Uno de los guardias no lo pensó y se lanzó sobre su espalda. Este todavía agarraba a la joven que usaba como escudo. Al sentir el frío metal de la pistola en su sien la soltó, arrojó su arma al suelo y no opuso resistencia.
El resto de guardias se unió al intercambio de disparos con los tres anarquistas que quedaban vivos, sus vidas no valían nada pues ya tenían en su poder al más importante, por lo que no les importó disparar a matar.
Hasta treinta y seis disparos seguidos se necesitó antes de abatir a los tres delincuentes, que murieron con tres certeros disparos en el centro de sus frentes.
Un guardia se acercó hasta ellos para cerciorarse sobre su muerte y dar un tiro de gracia en el caso de hacer falta. En ninguno lo hizo.
Con rapidez, dos guardias acudieron a interesarse por el estado de salud de su superior. Fernando yacía en el suelo, a punto de perder el conocimiento ya que la sangre que emanaba sobre su herida parecía muy seria.
—¡Rápido, una ambulancia! —gritó uno de ellos.
El otro no dudó y extrajo de su bolsillo un pañuelo de seda marrón claro, comenzó a apretar la herida para intentar que no saliera demasiada sangre.
—Venga, cabo, que va a salir de esta —le dijo casi como en un susurro.
—¿Tenéis a Romero? —contestó en un tono apenas perceptible.
—Así es, señor, hemos conseguido detenerlo, el resto ha muerto. Panda de hijos de puta —al agente le sorprendió cómo Galán seguía preocupándose por todo a pesar de lo grave que parecía su herida.
—No blasfeme, estamos en Semana Santa, en Sevilla, la que debería ser capital de la nueva España.
Dicho esto perdió el conocimiento.
La ambulancia fue pedida gracias al teléfono que tenía la oficina del club, apenas tardó unos minutos en llegar. Dos médicos atendieron de inmediato al cabo en el suelo del palco en el que había sucedido todo, aun así, era imprescindible su traslado al hospital, el Guardia Civil estaba grave.

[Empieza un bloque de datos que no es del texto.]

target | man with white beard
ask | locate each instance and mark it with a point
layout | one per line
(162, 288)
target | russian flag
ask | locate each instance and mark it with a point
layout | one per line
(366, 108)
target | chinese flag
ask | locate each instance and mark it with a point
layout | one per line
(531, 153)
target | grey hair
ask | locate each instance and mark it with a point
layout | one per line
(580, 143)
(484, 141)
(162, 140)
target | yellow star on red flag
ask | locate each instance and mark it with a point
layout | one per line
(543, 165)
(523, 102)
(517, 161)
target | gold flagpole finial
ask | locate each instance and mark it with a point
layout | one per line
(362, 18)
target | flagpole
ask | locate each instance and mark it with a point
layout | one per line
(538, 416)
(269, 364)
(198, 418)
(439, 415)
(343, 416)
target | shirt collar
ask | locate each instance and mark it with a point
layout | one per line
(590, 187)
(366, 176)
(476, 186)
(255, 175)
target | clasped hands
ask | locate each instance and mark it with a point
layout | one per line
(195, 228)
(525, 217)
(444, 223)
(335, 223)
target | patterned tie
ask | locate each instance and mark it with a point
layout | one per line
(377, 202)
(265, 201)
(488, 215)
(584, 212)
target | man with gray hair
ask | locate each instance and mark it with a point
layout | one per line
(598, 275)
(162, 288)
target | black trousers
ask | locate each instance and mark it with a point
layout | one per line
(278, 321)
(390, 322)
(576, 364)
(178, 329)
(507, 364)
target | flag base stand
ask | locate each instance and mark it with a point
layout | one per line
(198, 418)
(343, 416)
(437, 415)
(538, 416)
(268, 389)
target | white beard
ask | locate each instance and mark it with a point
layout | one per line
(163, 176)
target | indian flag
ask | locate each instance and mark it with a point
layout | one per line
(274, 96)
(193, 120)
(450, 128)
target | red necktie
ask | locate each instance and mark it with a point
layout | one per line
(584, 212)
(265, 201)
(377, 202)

Dos de los agentes metieron a Romero Chico dentro del coche policial, este no se negaba a nada, estaba resignado a como habían acabado las cosas.
La culpa de todo la tuvo su afición por esos clubs, quizá sin eso todo hubiera ocurrido de una manera distinta.
Montaron con sumo cuidado al cabo en una camilla y con el mismo cuidado lo introdujeron en la ambulancia. El hospital más cercano estaba a unos cinco minutos de ahí. Al parecer podría llegar a la mesa de operaciones, en la cual intentarían extraerle la bala y salvarle la vida.
Ya en el hospital, la bala se la consiguieron extraer, la vida no pudieron salvársela, a los tres días acabó muriendo en el hospital.
Aun así consiguió su objetivo de salvar a España, como quería.
Quién sabe qué hubiera pasado si esa noche no hubiera entrado en el cabaret.